The right solution depends on whether the application needs to maintain the order of the list's items once the duplicates are removed. The solutions presented in this tutorial also vary in readability and complexity, and some rely on functions in third-party modules.

What Is a Duplicate Value?

It's useful to clarify what we mean by duplicate values before presenting solutions to remove them from a list. Two objects are generally considered to be duplicates when their values are equal. In Python, the equality operator == returns True when two objects have the same value. Objects of different data types may be equal:

print(10.0 == 10)
print(1 == True)
True
True

The float 10.0 and the integer 10 are equal, and the integer 1 and the Boolean True are also equal. In most scenarios, these values are considered duplicates.

Some Python data structures enforce unique values. A set is a collection that contains only unique elements:

print({10, 10.0})
print({10.0, 10})
print({1, True, 1.0})
{10}
{10.0}
{1}

This code creates three sets using the braces notation {}. Each set contains objects that are equal to each other. If equal objects of different data types are added to a set, only the first object is included.

Python also requires dictionary keys to be unique:

print({10: "Integer 10", 10.0: "Float 10"})
print({True: "Boolean True", 1: "Integer 1"})
{10: 'Float 10'}
{True: 'Integer 1'}

The dictionaries in this code contain equal keys. Only the first key is retained. However, its value is replaced by the last value added to the dictionary associated with an equal key. Therefore, in the first example, the key retained is the integer 10, but its value is the string "Float 10". In the second example, the key True, which is equal to 1, is associated with the value "Integer 1".

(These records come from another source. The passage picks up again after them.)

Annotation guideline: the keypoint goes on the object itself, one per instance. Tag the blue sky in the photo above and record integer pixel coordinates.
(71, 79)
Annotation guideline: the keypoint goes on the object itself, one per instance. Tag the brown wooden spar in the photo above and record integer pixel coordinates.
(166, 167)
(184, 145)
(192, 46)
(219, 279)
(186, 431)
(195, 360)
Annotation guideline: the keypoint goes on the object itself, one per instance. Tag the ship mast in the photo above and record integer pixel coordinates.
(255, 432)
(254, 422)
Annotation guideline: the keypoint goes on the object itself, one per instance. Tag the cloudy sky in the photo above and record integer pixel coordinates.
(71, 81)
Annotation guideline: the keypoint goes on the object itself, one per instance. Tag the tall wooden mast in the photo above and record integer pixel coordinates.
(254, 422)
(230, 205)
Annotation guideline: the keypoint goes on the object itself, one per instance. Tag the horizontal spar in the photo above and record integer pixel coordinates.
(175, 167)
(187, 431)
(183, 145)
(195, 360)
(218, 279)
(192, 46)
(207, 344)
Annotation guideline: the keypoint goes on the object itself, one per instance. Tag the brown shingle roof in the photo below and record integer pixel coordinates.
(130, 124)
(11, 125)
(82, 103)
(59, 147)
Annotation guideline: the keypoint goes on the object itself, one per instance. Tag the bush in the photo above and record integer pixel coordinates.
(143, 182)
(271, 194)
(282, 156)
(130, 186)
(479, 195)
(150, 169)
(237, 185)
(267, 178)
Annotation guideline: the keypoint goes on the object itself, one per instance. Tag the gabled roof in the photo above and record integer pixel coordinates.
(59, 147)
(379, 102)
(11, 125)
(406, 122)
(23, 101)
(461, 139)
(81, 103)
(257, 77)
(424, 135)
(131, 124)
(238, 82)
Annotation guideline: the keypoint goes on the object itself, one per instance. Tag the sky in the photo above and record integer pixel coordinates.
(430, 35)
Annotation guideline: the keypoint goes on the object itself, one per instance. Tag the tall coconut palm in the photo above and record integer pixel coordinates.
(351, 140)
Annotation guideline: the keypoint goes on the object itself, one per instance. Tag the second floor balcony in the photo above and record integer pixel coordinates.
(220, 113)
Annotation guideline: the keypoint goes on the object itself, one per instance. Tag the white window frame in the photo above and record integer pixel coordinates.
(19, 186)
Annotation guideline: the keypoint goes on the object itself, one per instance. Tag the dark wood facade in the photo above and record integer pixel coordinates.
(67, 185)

Sets and dictionaries play a role in several of the solutions in this tutorial because of their requirements for unique elements or keys.

Remove Duplicates From a List Using a Set

The simplest technique to remove duplicates from a list is to cast the list into a set and back to a list. A set can only contain unique values. Therefore, duplicates are discarded when added to the set:

names = ["James", "Bob", "James", "Mark", "Kate", "Sarah", "Kate"]
print(list(set(names)))
['Mark', 'Bob', 'Kate', 'James', 'Sarah']

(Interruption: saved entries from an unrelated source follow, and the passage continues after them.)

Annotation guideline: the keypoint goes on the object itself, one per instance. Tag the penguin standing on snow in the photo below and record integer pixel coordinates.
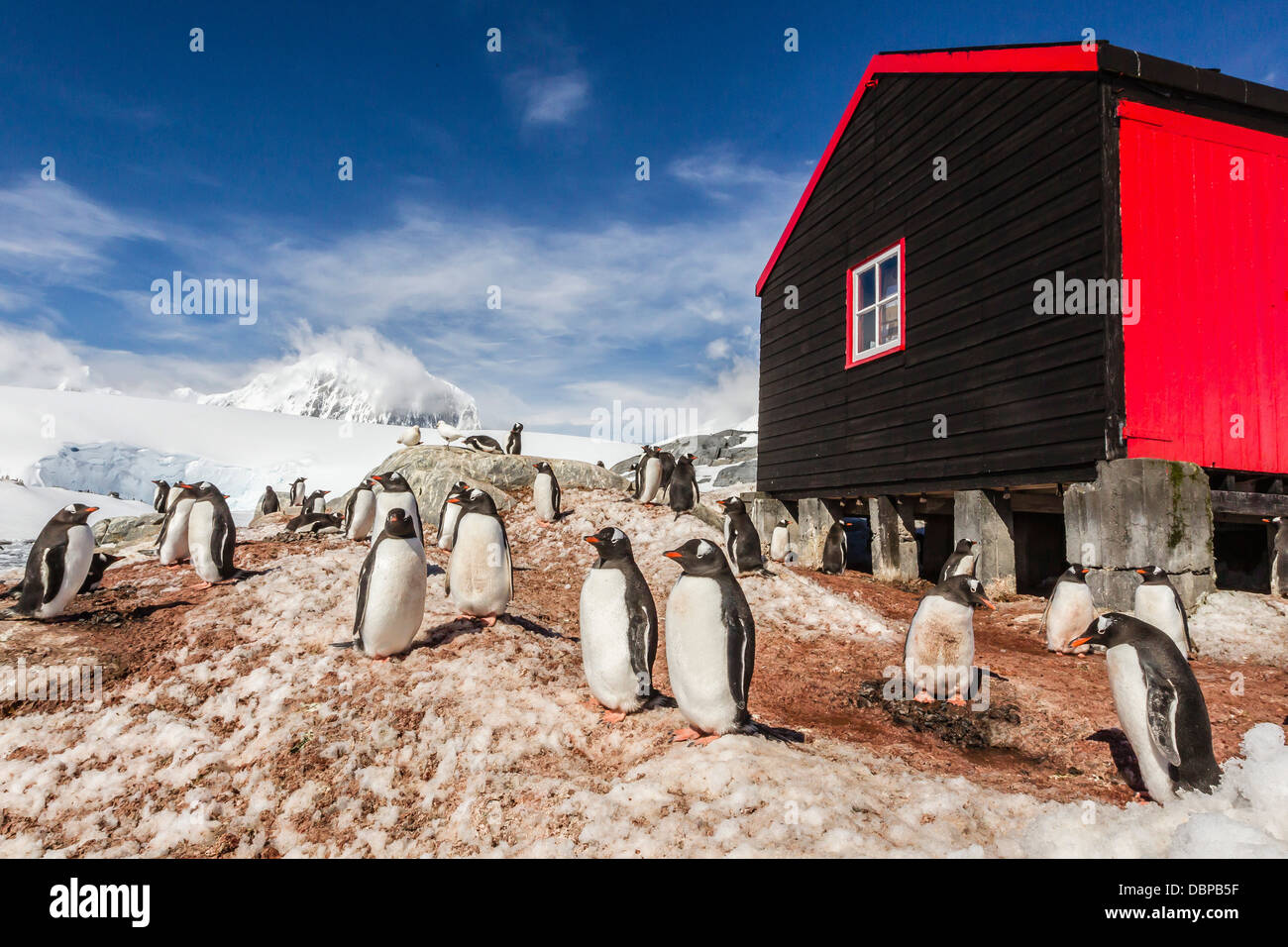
(961, 561)
(1158, 603)
(480, 577)
(1279, 558)
(939, 651)
(211, 535)
(742, 541)
(397, 492)
(684, 495)
(58, 564)
(545, 493)
(172, 543)
(447, 515)
(268, 502)
(1159, 705)
(160, 495)
(390, 589)
(1069, 609)
(835, 549)
(618, 628)
(360, 513)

Let's look at the steps required to remove duplicates from a list using this technique:

  1. The list is cast into a set, which removes all the duplicates
  2. The set is cast back into a new list, which only contains unique values

James and Kate appear twice in the original list but only once in the final list.

However, sets are unordered collections. The order of items in a set is not maintained. Note how the names in the final list are not in the same order as they appear in the original list. The same code may produce a different order when run again or when using a different Python interpreter since there's no guarantee of the order of elements in a set.

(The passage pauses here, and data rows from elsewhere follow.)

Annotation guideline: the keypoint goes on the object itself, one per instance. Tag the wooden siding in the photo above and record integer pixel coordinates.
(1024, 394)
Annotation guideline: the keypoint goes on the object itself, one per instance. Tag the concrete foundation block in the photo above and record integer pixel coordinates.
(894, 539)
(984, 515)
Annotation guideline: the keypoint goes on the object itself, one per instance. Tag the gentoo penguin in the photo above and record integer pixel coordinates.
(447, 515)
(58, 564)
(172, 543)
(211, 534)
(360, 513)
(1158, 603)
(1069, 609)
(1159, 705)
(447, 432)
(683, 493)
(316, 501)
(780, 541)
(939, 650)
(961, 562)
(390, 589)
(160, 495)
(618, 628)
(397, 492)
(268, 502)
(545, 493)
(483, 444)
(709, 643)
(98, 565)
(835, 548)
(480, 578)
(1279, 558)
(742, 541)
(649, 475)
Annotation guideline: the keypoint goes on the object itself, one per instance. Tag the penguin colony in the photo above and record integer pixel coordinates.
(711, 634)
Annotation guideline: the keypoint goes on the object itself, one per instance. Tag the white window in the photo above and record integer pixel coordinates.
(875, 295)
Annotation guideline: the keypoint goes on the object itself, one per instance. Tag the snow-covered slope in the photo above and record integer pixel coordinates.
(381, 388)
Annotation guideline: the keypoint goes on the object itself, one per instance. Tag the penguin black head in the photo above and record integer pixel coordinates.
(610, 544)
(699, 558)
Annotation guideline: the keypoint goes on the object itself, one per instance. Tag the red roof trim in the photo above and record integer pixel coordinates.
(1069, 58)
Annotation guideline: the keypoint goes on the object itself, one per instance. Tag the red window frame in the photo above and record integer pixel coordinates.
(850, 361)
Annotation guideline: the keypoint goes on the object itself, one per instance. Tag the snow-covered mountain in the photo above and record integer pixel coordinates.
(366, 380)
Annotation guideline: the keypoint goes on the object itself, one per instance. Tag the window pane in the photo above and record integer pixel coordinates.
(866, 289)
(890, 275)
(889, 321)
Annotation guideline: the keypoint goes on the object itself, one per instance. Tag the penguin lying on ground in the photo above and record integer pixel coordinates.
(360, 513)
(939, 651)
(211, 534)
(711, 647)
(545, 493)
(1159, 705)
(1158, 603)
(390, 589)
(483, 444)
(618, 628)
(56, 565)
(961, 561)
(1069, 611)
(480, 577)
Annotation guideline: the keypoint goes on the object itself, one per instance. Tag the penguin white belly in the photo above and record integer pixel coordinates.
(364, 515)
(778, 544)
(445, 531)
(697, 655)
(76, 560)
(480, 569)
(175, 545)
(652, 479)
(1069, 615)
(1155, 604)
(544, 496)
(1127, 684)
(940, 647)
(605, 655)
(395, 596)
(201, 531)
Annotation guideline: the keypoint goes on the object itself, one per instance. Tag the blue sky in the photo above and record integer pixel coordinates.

This solution is ideal when it's acceptable to lose information about the order of the items in the list. However, we need other solutions if the order of the elements must be retained.

Remove Duplicates From a List and Keep Order

Dictionary keys are similar to sets since they have to be unique. A dictionary can have duplicated values but not duplicated keys.

Prior to Python 3.6, dictionaries didn't maintain the order of their elements. However, as a side effect of changes made to the implementation of dictionaries in Python 3.6, dictionaries now maintain the order in which items are added. This was merely an implementation detail in Python 3.6 but became a formal part of the language in Python 3.7.

The function dict.fromkeys() creates a dictionary from an iterable. The elements of the iterable become the keys of the new dictionary:

names = ["James", "Bob", "James", "Mark", "Kate", "Sarah", "Kate"]
print(dict.fromkeys(names))
{'James': None, 'Bob': None, 'Mark': None, 'Kate': None, 'Sarah': None}

Since the keys in a dictionary are unique, the duplicate values are dropped when creating the dictionary. The keys are guaranteed to have the same order as the items in the list if using Python 3.7 or later. All keys have a value of None by default. However, the values aren't required since this dictionary can be cast back into a list:

names = ["James", "Bob", "James", "Mark", "Kate", "Sarah", "Kate"]
print(list(dict.fromkeys(names)))
['James', 'Bob', 'Mark', 'Kate', 'Sarah']

When casting a dictionary into a list, only the keys are used. This technique converts the original list into a new list without duplicates and with the original order of the items maintained.

Other Options to Remove Duplicates From a List

The options presented in the first part of this tutorial cover the two scenarios when duplicates need to be removed from a list:

  1. Use a set when the order of items is not needed.
  2. Use dict.fromkeys() to maintain the order of the items.

These two options are likely to be the best solutions in most situations. However, there are other techniques to remove duplicates from a list.

Using a loop to populate a new list

A straightforward option is to iterate through the original list and add new items to a new list:

names = ["James", "Bob", "James", "Mark", "Kate", "Sarah", "Kate"]
unique_names = []
for name in names:
    if name not in unique_names:
        unique_names.append(name)
print(unique_names)
['James', 'Bob', 'Mark', 'Kate', 'Sarah']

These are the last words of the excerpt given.